My hair was not prepared for the humidity. Stepping outside our hotel room, the air was thick and we walked along a lit path up to the street. Restaurants lined the narrow road, and when the last of a group of rickshaws and taxis passed, honking and swerving, we skitted across, hand in hand. On the other side, I reached up to touch my head. My strands had already thickened, waves scrunched to curls, and the back of my neck glistened with a light layer of sweat. “Let’s get Indian food,” I said.
Our stomachs had been filled with pad thai, papaya salad, and chicken curry in Bangkok, and after sleeping off the jet lag and touring temples for a few days, we sunk our toes into the sand of Krabi along the Andaman sea. When we ventured off the beach to look for trinkets, I found a small wooden elephant to tuck into my suitcase, and that’s when we spied this Indian restaurant with chana masala listed on the menu posted outside.
That evening we went back, this time walking up a steep set of cement stairs before being shown to a table on the front patio. The server lit our candle and handed us menus, and we quickly ordered chana masala, chicken tikka masala, the largest bowl of fragrant jasmine rice, and a basket of naan.
It was the same thing we always ordered back at home in Playa del Rey, except this time, we were on a different coast. I’m not sure how it started, but for a few months it became something of a ritual to walk to Tandoor-A-India on Friday nights and spoon cardamom-studded rice into warm flatbread. It wasn’t Friday night in Thailand, but it didn’t matter. Our food arrived cradled in copper bowls and we filled our plates, swallowing the heat and spice, cooled from a dollop of raita. That’s when it started raining. Thundering, actually. Dry on the patio, we watched the road fill with puddles and smeared the last bits of sauce with torn pieces of flatbread before making a run for it.

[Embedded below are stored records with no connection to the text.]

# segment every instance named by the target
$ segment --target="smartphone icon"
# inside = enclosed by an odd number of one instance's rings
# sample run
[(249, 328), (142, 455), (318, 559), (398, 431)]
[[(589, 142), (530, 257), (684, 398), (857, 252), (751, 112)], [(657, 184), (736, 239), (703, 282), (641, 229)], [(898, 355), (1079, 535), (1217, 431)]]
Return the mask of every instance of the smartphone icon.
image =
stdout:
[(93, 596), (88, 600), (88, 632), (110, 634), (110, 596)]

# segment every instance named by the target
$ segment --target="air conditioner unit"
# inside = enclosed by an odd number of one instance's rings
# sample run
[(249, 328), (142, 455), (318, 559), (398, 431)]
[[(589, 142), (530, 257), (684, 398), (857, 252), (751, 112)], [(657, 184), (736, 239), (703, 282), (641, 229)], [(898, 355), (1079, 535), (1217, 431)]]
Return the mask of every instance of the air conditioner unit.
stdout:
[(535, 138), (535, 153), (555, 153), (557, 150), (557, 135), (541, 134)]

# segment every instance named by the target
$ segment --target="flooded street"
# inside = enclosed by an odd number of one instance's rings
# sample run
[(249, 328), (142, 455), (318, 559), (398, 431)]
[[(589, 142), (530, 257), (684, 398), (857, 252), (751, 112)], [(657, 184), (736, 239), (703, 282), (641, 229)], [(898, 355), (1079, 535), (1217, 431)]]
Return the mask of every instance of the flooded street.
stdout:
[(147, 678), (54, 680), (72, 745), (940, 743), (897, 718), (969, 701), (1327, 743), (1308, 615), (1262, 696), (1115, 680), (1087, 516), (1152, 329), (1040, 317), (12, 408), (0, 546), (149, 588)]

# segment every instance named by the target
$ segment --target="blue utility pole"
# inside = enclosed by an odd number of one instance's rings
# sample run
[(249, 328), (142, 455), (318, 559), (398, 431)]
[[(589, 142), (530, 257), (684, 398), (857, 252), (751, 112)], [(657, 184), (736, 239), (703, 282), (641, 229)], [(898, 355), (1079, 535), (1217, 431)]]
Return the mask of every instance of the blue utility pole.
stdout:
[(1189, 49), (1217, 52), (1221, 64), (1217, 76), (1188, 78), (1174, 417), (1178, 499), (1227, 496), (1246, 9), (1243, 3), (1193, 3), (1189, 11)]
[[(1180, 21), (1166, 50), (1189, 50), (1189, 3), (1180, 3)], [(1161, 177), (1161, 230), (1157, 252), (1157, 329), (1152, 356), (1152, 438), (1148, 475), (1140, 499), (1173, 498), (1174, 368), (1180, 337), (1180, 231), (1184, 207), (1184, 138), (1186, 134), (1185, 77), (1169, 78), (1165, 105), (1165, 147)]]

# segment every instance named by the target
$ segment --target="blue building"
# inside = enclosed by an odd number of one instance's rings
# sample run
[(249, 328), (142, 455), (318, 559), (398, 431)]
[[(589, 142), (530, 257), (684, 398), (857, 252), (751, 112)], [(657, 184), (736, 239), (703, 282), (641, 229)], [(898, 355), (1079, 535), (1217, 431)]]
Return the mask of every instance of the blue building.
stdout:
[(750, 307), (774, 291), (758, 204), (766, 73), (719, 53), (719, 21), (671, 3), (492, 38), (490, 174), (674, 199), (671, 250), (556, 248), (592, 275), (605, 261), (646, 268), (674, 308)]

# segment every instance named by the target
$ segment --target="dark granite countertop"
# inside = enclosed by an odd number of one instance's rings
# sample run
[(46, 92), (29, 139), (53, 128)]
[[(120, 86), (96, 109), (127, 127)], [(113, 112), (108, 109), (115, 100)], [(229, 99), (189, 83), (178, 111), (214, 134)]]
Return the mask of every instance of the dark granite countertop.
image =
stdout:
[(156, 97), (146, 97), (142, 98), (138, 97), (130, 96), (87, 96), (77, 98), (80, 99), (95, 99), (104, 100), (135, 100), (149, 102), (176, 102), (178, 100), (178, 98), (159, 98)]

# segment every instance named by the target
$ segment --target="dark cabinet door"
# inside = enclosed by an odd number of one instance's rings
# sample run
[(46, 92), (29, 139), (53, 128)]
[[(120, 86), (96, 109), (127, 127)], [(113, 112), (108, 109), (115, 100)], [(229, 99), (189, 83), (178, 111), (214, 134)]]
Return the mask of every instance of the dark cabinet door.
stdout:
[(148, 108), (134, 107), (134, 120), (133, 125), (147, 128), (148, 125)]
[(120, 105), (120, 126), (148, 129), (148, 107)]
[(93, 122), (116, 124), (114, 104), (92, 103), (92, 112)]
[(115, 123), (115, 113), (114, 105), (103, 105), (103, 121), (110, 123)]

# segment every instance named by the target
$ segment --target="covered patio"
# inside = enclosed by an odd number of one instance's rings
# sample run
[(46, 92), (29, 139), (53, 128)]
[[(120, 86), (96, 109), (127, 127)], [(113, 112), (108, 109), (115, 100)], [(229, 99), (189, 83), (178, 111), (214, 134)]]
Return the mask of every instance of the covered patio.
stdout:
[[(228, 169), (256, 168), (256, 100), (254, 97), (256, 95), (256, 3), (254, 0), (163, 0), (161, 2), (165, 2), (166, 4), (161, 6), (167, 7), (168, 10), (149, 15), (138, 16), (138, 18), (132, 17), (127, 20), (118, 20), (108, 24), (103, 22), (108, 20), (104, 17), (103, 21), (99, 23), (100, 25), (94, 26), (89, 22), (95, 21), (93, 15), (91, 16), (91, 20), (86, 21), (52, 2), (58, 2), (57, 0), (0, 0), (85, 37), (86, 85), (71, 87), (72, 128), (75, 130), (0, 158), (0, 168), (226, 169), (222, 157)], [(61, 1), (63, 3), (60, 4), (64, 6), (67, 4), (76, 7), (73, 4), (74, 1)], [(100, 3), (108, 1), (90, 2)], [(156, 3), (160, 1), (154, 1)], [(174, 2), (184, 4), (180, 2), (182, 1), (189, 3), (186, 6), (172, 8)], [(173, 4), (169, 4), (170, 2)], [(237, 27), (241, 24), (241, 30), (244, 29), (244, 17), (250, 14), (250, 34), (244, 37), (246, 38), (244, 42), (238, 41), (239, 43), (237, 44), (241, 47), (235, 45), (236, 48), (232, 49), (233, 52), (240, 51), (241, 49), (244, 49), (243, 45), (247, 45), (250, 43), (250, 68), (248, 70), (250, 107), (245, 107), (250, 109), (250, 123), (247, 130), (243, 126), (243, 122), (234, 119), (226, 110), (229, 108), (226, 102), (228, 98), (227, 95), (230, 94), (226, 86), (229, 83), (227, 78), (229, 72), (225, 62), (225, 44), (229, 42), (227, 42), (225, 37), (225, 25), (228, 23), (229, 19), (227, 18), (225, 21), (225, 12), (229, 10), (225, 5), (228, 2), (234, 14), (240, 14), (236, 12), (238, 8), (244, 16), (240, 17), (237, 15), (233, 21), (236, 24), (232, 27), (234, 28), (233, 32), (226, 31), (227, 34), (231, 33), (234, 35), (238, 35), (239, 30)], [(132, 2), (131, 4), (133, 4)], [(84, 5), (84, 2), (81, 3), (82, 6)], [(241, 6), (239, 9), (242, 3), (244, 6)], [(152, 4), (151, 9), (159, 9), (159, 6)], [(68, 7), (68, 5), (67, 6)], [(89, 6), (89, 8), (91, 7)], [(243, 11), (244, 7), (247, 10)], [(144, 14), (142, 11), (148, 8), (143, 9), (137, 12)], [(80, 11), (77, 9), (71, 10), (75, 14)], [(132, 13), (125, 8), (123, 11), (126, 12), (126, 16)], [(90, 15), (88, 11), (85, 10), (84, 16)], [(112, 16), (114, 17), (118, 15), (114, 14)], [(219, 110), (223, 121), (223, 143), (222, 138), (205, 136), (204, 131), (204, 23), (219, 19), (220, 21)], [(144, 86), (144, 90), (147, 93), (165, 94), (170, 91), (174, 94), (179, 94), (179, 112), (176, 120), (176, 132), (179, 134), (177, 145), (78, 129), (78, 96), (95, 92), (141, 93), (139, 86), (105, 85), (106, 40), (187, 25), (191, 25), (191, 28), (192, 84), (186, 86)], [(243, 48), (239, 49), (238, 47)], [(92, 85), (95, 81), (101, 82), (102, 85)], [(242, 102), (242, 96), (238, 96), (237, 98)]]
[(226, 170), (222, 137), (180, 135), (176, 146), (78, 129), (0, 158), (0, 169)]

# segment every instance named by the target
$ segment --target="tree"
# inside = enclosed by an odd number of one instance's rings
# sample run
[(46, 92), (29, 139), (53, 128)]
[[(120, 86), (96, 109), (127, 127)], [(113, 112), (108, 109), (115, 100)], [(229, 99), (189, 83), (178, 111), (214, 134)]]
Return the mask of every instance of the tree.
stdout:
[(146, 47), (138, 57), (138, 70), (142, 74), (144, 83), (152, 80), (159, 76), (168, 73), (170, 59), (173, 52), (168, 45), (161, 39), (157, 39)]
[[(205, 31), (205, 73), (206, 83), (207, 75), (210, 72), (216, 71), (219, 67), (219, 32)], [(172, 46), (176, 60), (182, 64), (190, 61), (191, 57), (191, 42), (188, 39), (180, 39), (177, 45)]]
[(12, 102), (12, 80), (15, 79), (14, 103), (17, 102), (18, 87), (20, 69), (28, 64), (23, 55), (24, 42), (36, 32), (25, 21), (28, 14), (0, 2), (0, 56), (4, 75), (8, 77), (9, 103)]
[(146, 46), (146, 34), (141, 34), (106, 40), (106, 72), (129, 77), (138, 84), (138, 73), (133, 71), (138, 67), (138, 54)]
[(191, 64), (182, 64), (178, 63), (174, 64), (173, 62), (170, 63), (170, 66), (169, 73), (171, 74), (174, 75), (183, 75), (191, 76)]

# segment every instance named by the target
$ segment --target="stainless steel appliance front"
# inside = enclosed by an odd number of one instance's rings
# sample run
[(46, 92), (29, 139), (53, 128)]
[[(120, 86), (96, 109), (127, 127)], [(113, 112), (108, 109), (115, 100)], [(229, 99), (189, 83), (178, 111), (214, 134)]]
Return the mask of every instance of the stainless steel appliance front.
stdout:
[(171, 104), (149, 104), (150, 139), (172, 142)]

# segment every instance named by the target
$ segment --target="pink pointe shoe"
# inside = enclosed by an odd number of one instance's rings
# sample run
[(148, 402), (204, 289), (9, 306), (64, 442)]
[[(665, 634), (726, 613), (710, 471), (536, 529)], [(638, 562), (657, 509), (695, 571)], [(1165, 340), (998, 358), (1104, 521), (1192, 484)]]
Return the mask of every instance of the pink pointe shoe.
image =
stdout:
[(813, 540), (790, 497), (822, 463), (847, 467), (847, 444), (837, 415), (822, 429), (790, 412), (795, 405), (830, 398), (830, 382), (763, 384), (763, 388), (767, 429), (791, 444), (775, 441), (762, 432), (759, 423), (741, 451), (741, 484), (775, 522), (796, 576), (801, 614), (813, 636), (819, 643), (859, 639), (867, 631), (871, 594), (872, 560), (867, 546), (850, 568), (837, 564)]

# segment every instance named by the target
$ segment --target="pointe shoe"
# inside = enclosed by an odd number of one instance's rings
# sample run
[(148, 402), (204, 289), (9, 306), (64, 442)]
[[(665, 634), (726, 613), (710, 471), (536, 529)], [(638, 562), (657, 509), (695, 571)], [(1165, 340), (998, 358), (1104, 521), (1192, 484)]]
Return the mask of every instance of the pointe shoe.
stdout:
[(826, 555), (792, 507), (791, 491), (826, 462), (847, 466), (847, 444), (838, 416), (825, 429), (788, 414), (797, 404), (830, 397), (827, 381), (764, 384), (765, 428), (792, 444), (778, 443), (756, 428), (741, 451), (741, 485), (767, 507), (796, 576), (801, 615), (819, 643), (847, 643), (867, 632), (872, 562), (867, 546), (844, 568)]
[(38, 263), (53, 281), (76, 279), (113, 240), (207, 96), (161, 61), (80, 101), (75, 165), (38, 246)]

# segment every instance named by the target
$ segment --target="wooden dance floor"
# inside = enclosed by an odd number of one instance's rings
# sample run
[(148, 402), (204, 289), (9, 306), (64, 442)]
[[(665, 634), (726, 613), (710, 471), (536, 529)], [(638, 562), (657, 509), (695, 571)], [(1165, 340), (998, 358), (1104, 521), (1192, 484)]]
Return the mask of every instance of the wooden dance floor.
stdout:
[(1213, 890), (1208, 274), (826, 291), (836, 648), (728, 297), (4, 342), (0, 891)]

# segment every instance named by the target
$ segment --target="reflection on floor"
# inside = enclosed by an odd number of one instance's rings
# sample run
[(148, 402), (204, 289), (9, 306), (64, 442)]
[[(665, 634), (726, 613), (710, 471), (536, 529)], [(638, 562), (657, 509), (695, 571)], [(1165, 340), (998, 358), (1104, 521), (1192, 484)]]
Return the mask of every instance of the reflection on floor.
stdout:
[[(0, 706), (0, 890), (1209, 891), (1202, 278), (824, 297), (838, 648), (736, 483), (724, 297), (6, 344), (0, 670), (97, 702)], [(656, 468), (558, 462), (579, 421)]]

In the three years since enjoying that meal, we’ve moved out of our neighborhood, added a baby to our family, and the short-lived ritual of Friday night Indian food has turned into an occasional call for take out. So I did what any home cook with a craving would do: I went to the store and bought a package of garam masala, dried beans, and juicy tomatoes. Without a plane ticket in hand or a date night in sight, sometimes cooking is all we have. We use our hands, stand in front of our stove, and stir up old memories on a slow simmer.
Garam masala is an Indian spice blend that can vary from region to region, although it often includes cinnamon, cardamom, cloves, cumin, coriander, nutmeg and pepper. When the spices stew with sliced onions, juicy tomatoes, and tender chickpeas, it adds warmth, not heat. For heat, that’s what the jalapeño is for.
When I wade into uncharted culinary waters, I like to have a reliable guide. For Indian food, Madhur Jaffrey is a welcome companion in the kitchen. I’ve slightly adapted her chana masala recipe based on the ingredients in my spice cabinet, and it’s a wonderful addition to my dinner rotation. I especially like to use homemade chickpeas, but canned will do if you don’t make them in advance. Serve with jasmine rice, a dollop of yogurt, and finish with an extra sprinkle of cilantro.
- 1 tablespoon ground coriander
- 2 teaspoons ground cumin
- 1 teaspoon garam masala
- 1 teaspoon ground turmeric
- 1 teaspoon ground ginger
- ¼ teaspoon ground cayenne pepper
- 2 tablespoons ghee
- 1 yellow onion, thinly sliced
- 3 garlic cloves, minced
- 1 small jalapeno, minced
- 1 ½ pounds tomatoes, roughly chopped
- 4 cups cooked chickpeas
- ⅔ cup water
- Juice of ½ lemon
- Chopped cilantro
- Yogurt, for serving
Mix all the dried spices together in a small bowl. Melt ghee in a large skillet and add the onion, garlic and jalapeno. Season with a pinch of salt and cook on medium heat until the onions have softened and are just beginning to brown, about 5 minutes. Add tomatoes and the reserved spice mix; stir to combine.
Cook, stirring occasionally, about 10 minutes, until the tomatoes are tender and have released their juices. Add the chickpeas and water. Simmer for 10 minutes more, until the sauce has thickened slightly, then stir in ½ teaspoon salt, the lemon juice, and a small handful of cilantro.
Serve with white rice, more cilantro, and yogurt.